Plutoed is the 2006 Word of the Year and we are so pleased that this is where you will find it on the Internet because "plutoed" lives at www.plutoed.com!
Scott Hove (www.ScottHove.com) - author, speaker and entrepreneur - claims "bragging rights" (see "First Post" for the date) to the new Word of the Year (as many others do too).
You should dedicate this site to all the people in the world who have been plutoed.
Posted by: monkey | January 08, 2007 at 11:55 AM
Last year, the word “Plutoed” was elected Word of the Year for 2006 by the American Dialect Society. The word has been defined as to “downgrade, demote or remove altogether from a prestigious group or list” by Sutton Hoo on blogspot.com. The term makes statements that are not true about 13430. The shear irrelevance of our own discussions, definitions, and groupings of inanimate objects does not appear to be grounded in logic. As consciousness and self-awareness is not bestowed upon the inanimate, artificial definitions of this cluster of matter have no impact on how 13430 acts, reacts and interacts with other surrounding materials and celestial detritus. The fact that the celestial body does not act or react based upon the removal from said list would indicate that it does not care. If 13430 does not care that it was removed from the “prestigious group or list” of planets, then it seems that demoting it does not affect any reality except for that which is in the mind of the observer.
Definitions are made based upon observations and in this case, the observers are the General Assembly of the International Astronomical Union, and though their word may be “final” in terms of defining these superfluous boundaries, they are still only passive observers.
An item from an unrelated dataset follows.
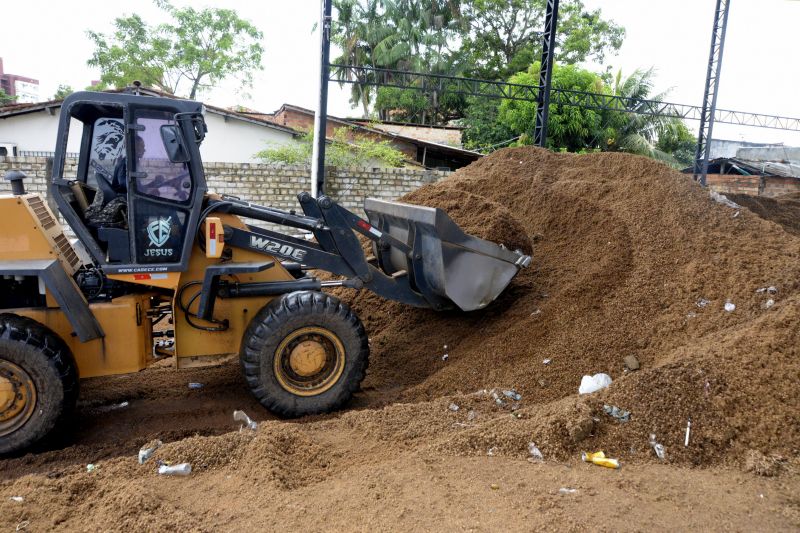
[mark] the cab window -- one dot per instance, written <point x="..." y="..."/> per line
<point x="108" y="149"/>
<point x="156" y="175"/>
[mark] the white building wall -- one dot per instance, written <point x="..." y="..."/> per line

In sum, 13430 does not care what we call it, it is simply a mass of matter being affected by the gravitational pull the sun, which also means that being “Plutoed” is an incorrect term for such a distinguished organization as the American Dialect Society to award the Word of the Year. The term being “Plutoed” connotes the act of caring under the domain of demotion. 13430 clearly does not care what we call it.